Der kritische Apparat enthält alles Wissenswerte in zuverläs-siger Weise – aber leider auch noch viel mehr. Es fällt oft schwer, das (wenige) Relevante aus dem (vielen) Überflüssigen herauszufiltern. Auflösungen von Abkürzungen in der Handschrift, orthographische Varianten, Iota ad-/subscripta etc. müssen nicht verzeichnet werden. Bei einem codex unicus kann der Apparat knapp ausfallen und sich auf eigene oder fremde Konjekturen be­schränken sowie auf wichtige Varianten aus der nicht-griechischen Überlieferung. (Eine eher technische Note: Das Zeichen »]« ist vielfach redundant gebraucht, für Auslassungen ist eher das Zeichen »<« als »>« üblich.)
Während es über die Echtheit des Werkes keine ernsthafte Diskussion geben muss, ist die Frage der Datierung innerhalb der vielen Jahrzehnte der literarischen Tätigkeit Eusebs kompliziert. Hier müssen mühsam Indizien gesammelt werden (LXXXIV–CXLIX), und diese Indizien sprechen eher für die erste als für die zweite Hälfte der Schaffenszeit. Darin ist dem Herausgeber Recht zu geben. Dass aber innerhalb dieser Hälfte eine nähere Einschränkung möglich sein soll, weil das Werk im genannten codex unicus »Euseb, [dem Schüler] des Pamphilus, Bischof von Caesarea in Palästina« zugeschrieben wird (so die Formulierung im Titel, fol. 2r), leuchtet nicht ein (CXXXVI–CXXXIX). Diese Formulierung ist für jeden Gebildeten in Byzanz, der überhaupt einmal etwas von Euseb gehört hat, derartig geläufig und normal, dass man daraus beim besten Willen nicht ableiten kann, Euseb müsse zum Zeitpunkt der Abfassung dieses Werkes bereits Bischof gewesen sein. Aus Sicht der Nachwelt ist er es in jedem Fall gewesen, und die Vorstellung, dass der Titel in einer mittelbyzantinischen Handschrift bis in die Einzelheiten der Formulierung auf den Autor selbst zurückgeht, sollte man aufgeben. Daher entfällt ein terminus post quem. Als terminus ante bleibt sicher das Jahr 325 (Nennung des Onomastikon im Jesaja-Kommentar) und möglicherweise das Jahr 314 (Nichterwähnung einer Provinz Nea Arabia, CXIX–CXXI) bestehen.

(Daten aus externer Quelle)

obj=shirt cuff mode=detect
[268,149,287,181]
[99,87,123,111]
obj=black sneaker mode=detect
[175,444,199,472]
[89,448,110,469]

Während die Überlieferung des griechischen Textes, wie gesagt, auf einer einzigen Handschrift aufruht (von der ihrerseits ganz wenige weitere byzantinische Zeugen abhängen), ist das Onomastikon im lateinischen Westen eigenartigerweise sehr beliebt gewesen. Die Übersetzung des Hieronymus ist in etwa 130 Handschriften auf uns gekommen (CLXXIII–CLXXVI), obwohl doch dem lateinischen Leser die palästinische Topographie zumeist ganz buchstäblich fernlag. Die Edition dieses Textes wäre eine eigene, lohnende Aufgabe, die noch zu tun bleibt. Timm bietet den Text der Vorgängerausgabe von Erich Klostermann (1904), der sich für das Lateinische im Wesentlichen auf drei frühmittelalterliche Handschriften gestützt hatte. Dass dieser Text von größter kulturgeschichtlicher Bedeutung ist, steht außer Frage. Daher ist es gut, dass er nun auch in einer deutschen Übersetzung bequem zugänglich ist (Georg Röwekamp, Eusebius/Hieronymus. Liber locorum et nominum: Onomastikon der biblischen Ortsnamen [Fontes Christiani 68], Freiburg 2017). Schade, dass dieses nützliche Büchlein und die große Edition von Timm zeitgleich erschienen, so dass der eine den anderen nicht berücksichtigen konnte.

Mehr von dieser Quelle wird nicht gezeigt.